# Regression and Model Selection
By: Adrian Garcia <br>
UCSC: AM-170B

## Regression
1. Implement a linear regression algorithm using your implementation of gradient descent for the following objective/loss functions:
<br>
    a. Mean absolute error $\ell_{1}:E_{1}(f) = \sum_{k = 1}^{n}\lvert f(x_{k}) - y_{k}\lvert$,
<br>
    b.

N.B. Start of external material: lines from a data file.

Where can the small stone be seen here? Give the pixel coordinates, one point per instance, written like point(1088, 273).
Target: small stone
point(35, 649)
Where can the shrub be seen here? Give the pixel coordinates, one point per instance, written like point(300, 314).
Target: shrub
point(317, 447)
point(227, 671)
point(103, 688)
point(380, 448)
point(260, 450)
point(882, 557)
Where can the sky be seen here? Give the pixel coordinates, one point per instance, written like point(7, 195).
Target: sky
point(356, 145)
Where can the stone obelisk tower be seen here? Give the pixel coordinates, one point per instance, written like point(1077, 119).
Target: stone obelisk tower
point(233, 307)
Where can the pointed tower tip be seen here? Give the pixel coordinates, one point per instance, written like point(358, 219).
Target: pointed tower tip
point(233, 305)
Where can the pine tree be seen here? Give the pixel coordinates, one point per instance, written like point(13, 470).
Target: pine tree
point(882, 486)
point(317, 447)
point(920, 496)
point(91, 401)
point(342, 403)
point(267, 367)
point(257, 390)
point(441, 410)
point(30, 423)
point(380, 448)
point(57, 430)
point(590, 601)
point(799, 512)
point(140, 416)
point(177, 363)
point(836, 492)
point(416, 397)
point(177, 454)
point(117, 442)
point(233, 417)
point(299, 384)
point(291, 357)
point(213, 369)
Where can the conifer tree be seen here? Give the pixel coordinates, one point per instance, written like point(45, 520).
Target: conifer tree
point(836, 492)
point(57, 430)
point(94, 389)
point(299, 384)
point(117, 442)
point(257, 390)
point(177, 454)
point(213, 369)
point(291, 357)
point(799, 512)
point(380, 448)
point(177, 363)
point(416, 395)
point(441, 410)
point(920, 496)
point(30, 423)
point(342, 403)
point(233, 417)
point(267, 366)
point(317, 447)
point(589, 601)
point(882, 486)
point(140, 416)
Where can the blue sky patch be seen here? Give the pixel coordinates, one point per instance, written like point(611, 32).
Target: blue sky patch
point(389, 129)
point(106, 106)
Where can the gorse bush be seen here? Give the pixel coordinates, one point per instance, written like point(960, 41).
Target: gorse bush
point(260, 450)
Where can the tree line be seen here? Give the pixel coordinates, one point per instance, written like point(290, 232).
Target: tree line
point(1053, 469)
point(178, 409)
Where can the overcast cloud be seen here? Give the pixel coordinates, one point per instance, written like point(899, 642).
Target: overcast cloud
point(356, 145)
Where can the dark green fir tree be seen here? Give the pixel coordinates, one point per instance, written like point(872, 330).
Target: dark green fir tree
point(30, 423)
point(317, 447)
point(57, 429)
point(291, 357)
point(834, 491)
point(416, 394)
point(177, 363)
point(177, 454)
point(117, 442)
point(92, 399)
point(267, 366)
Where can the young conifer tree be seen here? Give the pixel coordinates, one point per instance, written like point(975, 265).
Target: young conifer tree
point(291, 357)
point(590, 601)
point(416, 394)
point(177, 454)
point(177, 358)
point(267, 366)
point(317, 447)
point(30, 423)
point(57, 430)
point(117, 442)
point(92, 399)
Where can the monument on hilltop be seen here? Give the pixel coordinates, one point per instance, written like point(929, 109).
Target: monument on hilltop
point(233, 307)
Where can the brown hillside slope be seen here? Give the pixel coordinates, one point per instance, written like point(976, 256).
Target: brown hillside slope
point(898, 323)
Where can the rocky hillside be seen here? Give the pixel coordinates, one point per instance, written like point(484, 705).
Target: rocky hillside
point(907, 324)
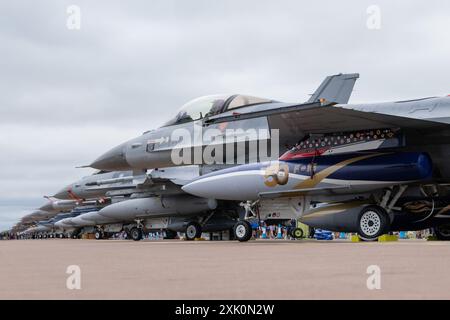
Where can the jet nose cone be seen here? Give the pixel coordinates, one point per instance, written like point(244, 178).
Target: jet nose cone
point(112, 160)
point(63, 194)
point(47, 207)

Least squared error $\ell_{2}:E_{2}(f) = \left(\sum_{k = 1}^{n}\lvert f(x_{k}) - y_{k}\lvert\right)^{\frac{1}{2}}$,
<br>
where $f(x) = mx - b$.

### Implementing Gradient Descent
Let $\ell_{i}(m,b)$, where $i = 1,2$, be the function gradient descent is being applied to.
<br>
Start with an initial guess and a defined constant learning rate ($\delta$):
$$
m_{0} = \dots,\;b_{0} = \dots,\;\delta = \dots
$$
At each iteration:
$$
m_{k + 1} = m_{k} - \delta\cdot\frac{\partial \ell_{i}}{\partial m} \\
b_{k + 1} = b_{k} - \delta\cdot\frac{\partial \ell_{i}}{\partial b}
$$

### Solution Road Map
1. Create **two** linear regression functions that:
<br>
(a) Uses the specified loss function for gradient descent.
<br>
(b) Takes in inputs: ($x$, $y$, $m_0$, $b_0$, $\delta$, epochs).
<br>
(b) Produces outputs: ($m$, $b$, error).
2. Load in data into our main program, isolate desired data, and **split data into training/testing sets**.
3. Train algorithm(s) with specified arguements and plot desired results.
<br>
<font color='red'>NOTE</font>: epochs -> # of iterations training data is passed through an algorithm.

### Solution Pseudo Code
```python
def algorithm_i(x, y, m, b, L, epochs = 1000):
    # Initialize error array
    for i in range(epochs):
        # Define model: y_pred = mx - b
        # Calculate the partial derivative of the loss function w.r.t m (dldm)
        # Calculate the partial derivative of the loss function w.r.t b (dldb)
        m = m - L * dldm # Update m
        b = b - L * dldb # Update b
        err[i] = sum(abs(y_pred - y)) !!!or!!! sum(abs(y_pred - y))**(1/2) # Calculate error
    return m, b, err # Return calculated coefficients and error (array)
```

### Caveats
1. Too small of a learning rate -> takes too long to reach a minimum.
2. Too large of a learning rate -> drastic updates/divergent behavior
3. Gradient descent does **not** guarentee that the minimum you are reaching is the **global** minimum.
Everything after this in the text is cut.